You seemed to imply that there are other piers in Delaware. And that these other piers do not require a fishing license.

Or are you speaking of private piers in other states with different regulations? You still have to have a fishing license at Matapeake and Romancoke piers in MD. NC has their own regulations covering both public and private piers.



f210 said:


> Also, I read that a lot of the pier areas will be fenced off and at one area, only 1 person at a time can go through.


Are we still talking about CHSP or the other piers?



f210 said:


> I just called that number and they said that the tackle shop located at the foot of the CHSP pier is not open yet so you better purchase your license before you enter the park.
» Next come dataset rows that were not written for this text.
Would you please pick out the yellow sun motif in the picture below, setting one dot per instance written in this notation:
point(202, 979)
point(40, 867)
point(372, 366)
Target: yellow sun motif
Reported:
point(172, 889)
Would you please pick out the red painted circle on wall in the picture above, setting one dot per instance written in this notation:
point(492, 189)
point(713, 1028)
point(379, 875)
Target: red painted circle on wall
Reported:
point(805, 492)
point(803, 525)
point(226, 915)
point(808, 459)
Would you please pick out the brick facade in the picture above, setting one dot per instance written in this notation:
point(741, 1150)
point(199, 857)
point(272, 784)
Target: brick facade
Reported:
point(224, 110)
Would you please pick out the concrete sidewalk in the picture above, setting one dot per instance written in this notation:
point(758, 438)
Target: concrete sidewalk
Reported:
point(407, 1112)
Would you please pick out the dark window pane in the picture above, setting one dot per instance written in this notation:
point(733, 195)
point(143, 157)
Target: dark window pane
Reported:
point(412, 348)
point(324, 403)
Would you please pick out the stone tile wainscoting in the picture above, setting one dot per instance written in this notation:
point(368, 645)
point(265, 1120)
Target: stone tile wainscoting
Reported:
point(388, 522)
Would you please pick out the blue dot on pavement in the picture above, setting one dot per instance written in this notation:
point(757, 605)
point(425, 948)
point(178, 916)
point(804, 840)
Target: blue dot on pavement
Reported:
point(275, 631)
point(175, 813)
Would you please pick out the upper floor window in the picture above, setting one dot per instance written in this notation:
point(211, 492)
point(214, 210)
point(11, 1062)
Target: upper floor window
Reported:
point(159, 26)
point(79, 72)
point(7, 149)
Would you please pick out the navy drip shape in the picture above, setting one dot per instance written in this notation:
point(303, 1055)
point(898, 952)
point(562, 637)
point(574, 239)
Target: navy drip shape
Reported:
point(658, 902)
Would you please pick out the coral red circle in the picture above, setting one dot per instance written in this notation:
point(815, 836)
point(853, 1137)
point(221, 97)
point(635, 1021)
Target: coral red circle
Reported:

Thanks for the heads up. Don't forget to bring cash for parking, too.


----------



## Metallica20687 (Mar 16, 2007)

okimavich said:


> Thanks for the heads up. Don't forget to bring cash for parking, too.



On top of the entry fee now or is that what you were talking about?


----------



## okimavich (Nov 13, 2006)

Metallica20687 said:


> On top of the entry fee now or is that what you were talking about?


It's my understanding that you don't have to pay to enter the park by foot or bike. The only fee that is enforced is when a car enters and parks within the park? Is this information wrong?


----------



## Metallica20687 (Mar 16, 2007)

ok got ya, havent been there in a year or so i thought maybe they had put parking meters up or something....then where would i sleep? :O


----------



## ibd fossil (Dec 29, 2006)

There is an entrance fee to enter the park, but there are no parking fees at the pier. The DE local site has all the rants about the pier, and about the GFL.


----------